Last week in Amsterdam, a panel of experts discussed the right to be forgotten pertaining to the Google Spain v AEPD and Mario Costeja González case, hereinafter (Google v Gonzàlez). The participants in the debate were Mr. Egbert Dommering, a professor of law at the University of Amsterdam, Andreas Udo De Haes, a journalist and Frederik Borgesius, a PhD researcher at the Institute for Information Law within the University of Amsterdam.
In 1998, Spanish lawyer Mario Costeja González was declared bankrupt. The newspaper La Vanguardia published announcements about Costeja González in its printed edition, regarding the forced sale of properties arising from social security debts. A version of the edition was later made available on the web. Costeja González sued Google after Google refused initial requests for the removal of these old legal notices from Google’s search engine In May 2014. The Court of Justice of the EU (CJEU) agreed with Costeja González that the information had become inadequate, irrelevant and/or excessive. The CJEU ruled that Google and other search engines must honour requests from EU citizens seeking to have their websites removed from search results because they may no longer be relevant, or may infringe upon that person’s privacy.
One of the discussion points during the debate is whether we, European citizens, should have the right to get access to personal information about others on the internet. Also, is it acceptable that Google, a for-profit company, decides which information we get access to, and which information we don’t have access to? “The right to freedom of information is very important and also implies the right to pass information to others and to receive information”, argues professor Egbert Dommering. “Google is fulfilling this right even though it’s a commercial organisation.” According to Mr. Dommering, there is a lot of information out there. Too much for us to handle without the help of search engines. Therefore, we need Google to organise this data for us to use.
Journalist Andreas Udo De Haes says we should not overestimate the importance of the judgement in the Google v Gonzàlez case. “People have to [the] right to have a link removed from the search results. The information itself does not disappear”. However, it is not that simple. There is one problematic loophole with Google’s implementation of the CJEU ruling, argues De Heas. Requests made by private individuals under the ruling are only implemented by Google on European sub domains, such as Google.co.uk or Google.de, not on Google.com. According to De Heas, this allows a loophole (i.e. searching on google.com) to circumvent a de-listed search result on a private individual’s name.

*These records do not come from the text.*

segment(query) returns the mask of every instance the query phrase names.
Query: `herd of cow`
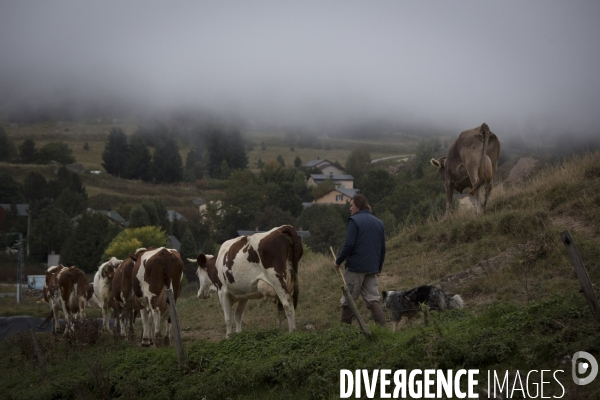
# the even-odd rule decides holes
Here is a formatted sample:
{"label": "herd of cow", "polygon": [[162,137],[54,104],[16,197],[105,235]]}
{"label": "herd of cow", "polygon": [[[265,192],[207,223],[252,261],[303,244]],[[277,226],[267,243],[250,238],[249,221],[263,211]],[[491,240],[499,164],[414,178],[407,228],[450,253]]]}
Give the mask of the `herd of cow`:
{"label": "herd of cow", "polygon": [[[290,331],[295,328],[298,303],[298,261],[302,241],[290,225],[269,232],[242,236],[221,246],[217,257],[200,253],[197,260],[199,298],[217,291],[225,314],[227,335],[231,332],[231,306],[235,312],[236,331],[241,324],[249,299],[274,297],[281,313],[285,312]],[[142,346],[160,340],[165,322],[164,340],[171,333],[166,290],[175,300],[181,292],[183,260],[177,250],[140,248],[125,260],[115,257],[100,265],[94,282],[88,283],[83,271],[75,266],[52,266],[46,271],[43,300],[52,309],[53,331],[58,332],[58,314],[63,312],[67,334],[75,329],[74,319],[85,318],[86,306],[102,309],[102,330],[111,331],[111,314],[115,332],[133,338],[135,316],[142,317]]]}
{"label": "herd of cow", "polygon": [[[446,213],[450,214],[454,190],[471,188],[469,198],[475,212],[485,212],[492,190],[492,180],[498,168],[500,142],[487,124],[462,132],[450,145],[448,155],[432,159],[439,169],[446,189]],[[298,304],[298,261],[302,257],[302,241],[294,228],[284,225],[269,232],[241,236],[221,245],[215,257],[200,253],[198,298],[210,297],[216,291],[225,315],[226,332],[232,331],[232,306],[238,303],[234,322],[236,332],[248,300],[273,298],[280,310],[278,322],[287,317],[290,332],[295,329],[295,309]],[[133,326],[137,311],[143,324],[142,346],[150,346],[161,335],[161,323],[166,321],[165,341],[171,331],[166,290],[172,289],[175,300],[181,291],[183,261],[177,250],[141,248],[125,260],[112,258],[98,268],[93,284],[76,267],[50,267],[46,273],[44,300],[50,304],[54,330],[58,331],[58,312],[65,315],[65,333],[74,329],[73,318],[85,317],[88,304],[102,308],[103,326],[110,330],[111,310],[115,313],[117,332],[125,336]],[[154,325],[154,329],[152,329]]]}

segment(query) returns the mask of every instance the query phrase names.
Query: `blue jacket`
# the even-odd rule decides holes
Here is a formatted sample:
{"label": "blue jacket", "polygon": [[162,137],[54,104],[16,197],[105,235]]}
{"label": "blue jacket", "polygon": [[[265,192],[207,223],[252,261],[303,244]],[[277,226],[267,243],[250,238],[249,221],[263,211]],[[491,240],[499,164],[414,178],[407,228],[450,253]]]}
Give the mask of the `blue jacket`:
{"label": "blue jacket", "polygon": [[369,210],[361,210],[348,220],[346,242],[335,260],[352,272],[381,272],[385,260],[385,234],[383,222]]}

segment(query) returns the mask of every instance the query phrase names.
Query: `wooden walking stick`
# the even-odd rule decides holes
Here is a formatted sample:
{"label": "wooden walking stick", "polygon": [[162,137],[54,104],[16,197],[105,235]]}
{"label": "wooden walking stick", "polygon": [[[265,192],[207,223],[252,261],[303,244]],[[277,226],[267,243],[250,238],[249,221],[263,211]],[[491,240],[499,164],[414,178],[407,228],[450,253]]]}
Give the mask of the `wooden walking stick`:
{"label": "wooden walking stick", "polygon": [[[333,252],[333,248],[331,246],[329,246],[329,250],[331,250],[331,255],[333,256],[333,262],[335,263],[336,257],[335,257],[335,253]],[[362,319],[362,316],[358,312],[358,307],[356,307],[356,303],[354,302],[354,299],[352,298],[352,294],[350,294],[350,291],[348,290],[348,285],[346,284],[346,278],[344,278],[344,274],[342,273],[341,269],[338,268],[338,271],[340,271],[340,275],[342,276],[342,281],[344,281],[344,285],[342,286],[342,294],[346,298],[346,301],[348,302],[348,304],[350,304],[350,308],[352,309],[352,312],[354,313],[354,316],[356,317],[356,320],[358,321],[358,325],[360,326],[360,329],[363,331],[363,333],[367,337],[370,338],[371,331],[369,331],[367,324],[365,324],[365,321]]]}

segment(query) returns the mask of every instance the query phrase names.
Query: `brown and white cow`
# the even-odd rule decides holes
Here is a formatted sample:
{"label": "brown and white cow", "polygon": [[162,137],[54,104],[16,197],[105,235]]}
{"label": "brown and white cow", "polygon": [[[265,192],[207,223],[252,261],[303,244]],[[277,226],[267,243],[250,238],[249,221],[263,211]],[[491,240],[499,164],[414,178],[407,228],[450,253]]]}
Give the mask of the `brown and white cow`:
{"label": "brown and white cow", "polygon": [[236,332],[241,332],[248,300],[265,297],[279,300],[292,332],[299,295],[298,261],[303,251],[302,240],[290,225],[228,240],[217,257],[198,255],[198,297],[210,297],[211,286],[216,286],[227,336],[231,333],[232,305],[238,303],[234,319]]}
{"label": "brown and white cow", "polygon": [[[60,292],[60,304],[65,314],[65,334],[73,330],[73,319],[77,314],[79,318],[85,318],[85,306],[87,304],[88,282],[85,274],[79,268],[72,266],[62,268],[56,275],[58,290]],[[55,313],[55,323],[58,315]]]}
{"label": "brown and white cow", "polygon": [[113,306],[112,283],[115,270],[121,265],[122,260],[112,257],[107,262],[100,265],[98,272],[94,276],[94,294],[100,302],[102,308],[102,330],[110,332],[110,316]]}
{"label": "brown and white cow", "polygon": [[[145,251],[145,248],[137,249],[133,255],[134,259],[137,260],[137,257]],[[134,265],[135,261],[131,257],[123,260],[115,270],[112,282],[117,328],[121,330],[122,336],[126,335],[127,328],[129,328],[129,338],[131,340],[133,340],[134,337],[133,326],[135,325],[135,312],[136,309],[140,308],[139,302],[137,302],[137,299],[135,299],[135,296],[133,295],[132,274]]]}
{"label": "brown and white cow", "polygon": [[446,213],[442,221],[450,216],[454,189],[462,193],[464,189],[471,188],[469,200],[475,213],[481,215],[485,212],[499,158],[500,141],[484,123],[461,132],[450,145],[446,157],[431,159],[431,164],[439,169],[444,178],[446,189]]}
{"label": "brown and white cow", "polygon": [[58,332],[58,313],[62,310],[60,290],[58,288],[58,279],[56,276],[63,268],[65,268],[63,265],[55,265],[46,270],[46,282],[44,283],[44,289],[42,290],[42,298],[48,303],[52,310],[52,317],[48,317],[47,321],[49,321],[50,318],[54,319],[54,325],[52,327],[53,333]]}
{"label": "brown and white cow", "polygon": [[[131,256],[130,256],[131,257]],[[134,255],[133,257],[136,257]],[[171,318],[167,305],[166,290],[173,290],[175,301],[181,292],[183,261],[174,249],[159,247],[146,250],[136,257],[132,272],[133,292],[140,302],[143,337],[142,346],[154,344],[159,340],[162,319],[167,320],[165,342],[171,332]],[[154,323],[154,330],[152,324]]]}

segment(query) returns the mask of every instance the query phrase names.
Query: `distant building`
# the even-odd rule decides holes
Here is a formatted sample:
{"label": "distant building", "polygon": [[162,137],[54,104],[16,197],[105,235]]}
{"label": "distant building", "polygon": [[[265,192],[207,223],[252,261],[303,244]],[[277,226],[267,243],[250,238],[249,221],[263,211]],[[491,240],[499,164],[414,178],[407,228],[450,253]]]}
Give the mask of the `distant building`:
{"label": "distant building", "polygon": [[169,222],[175,221],[175,218],[180,219],[182,221],[187,221],[187,218],[183,215],[179,214],[175,210],[167,210],[167,214],[169,215]]}
{"label": "distant building", "polygon": [[318,186],[325,181],[325,179],[331,179],[335,184],[336,189],[353,189],[354,188],[354,177],[352,175],[334,175],[330,173],[325,174],[310,174],[306,184],[308,187]]}
{"label": "distant building", "polygon": [[[17,206],[17,217],[26,217],[29,215],[29,204],[15,204]],[[0,204],[5,211],[10,212],[10,204]]]}
{"label": "distant building", "polygon": [[125,228],[127,228],[127,226],[129,225],[129,222],[127,222],[125,220],[125,218],[123,218],[121,216],[121,214],[119,214],[115,210],[93,210],[91,208],[88,208],[88,211],[91,211],[94,213],[100,213],[100,214],[106,216],[106,218],[110,219],[113,222],[116,222],[117,224],[119,224]]}
{"label": "distant building", "polygon": [[168,240],[169,240],[169,246],[171,246],[172,249],[179,251],[179,249],[181,248],[181,242],[179,241],[179,239],[177,239],[173,235],[169,235]]}
{"label": "distant building", "polygon": [[318,199],[315,199],[312,203],[302,203],[302,205],[304,205],[304,207],[309,207],[314,204],[346,204],[350,203],[350,200],[352,200],[358,192],[358,189],[332,189]]}

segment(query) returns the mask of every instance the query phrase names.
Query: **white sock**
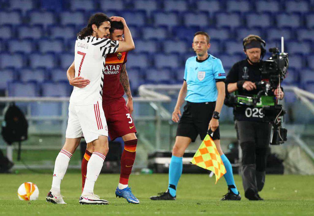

Mr. Dommering believes the CJEU applied the privacy law too rigorously. “The law is not keeping up with the rapid technology development. At the moment, we are damaging the advantages of our information system by hearing privacy claims. This is the same as saying: ‘there are too many traffic accidents, let’s all go back to cycling’”.
Another problem Andreas De Haes foresees is the enormous expenses Google will have to bear to respond to all requests to have a link removed. Though Google disagreed with the ruling, it has been carrying out the process by handling more than 200,000 requests it has received, according to its latest Transparency Report. Many requests means that many legal experts will need to review them, which means high costs for Google. De Haes is concerned that this will lead to high censorship allowance, and that a link will be removed automatically when a request is made. “It will become too costly for Google to review each individual request and therefore this process will be automatized.”
Frederik Borgesius has another point of view, and argued it is Google’s own fault and that the company should therefore accept the consequences. “You could say that Google is the one who caused this, so it should be the one to clean up the mess as well”.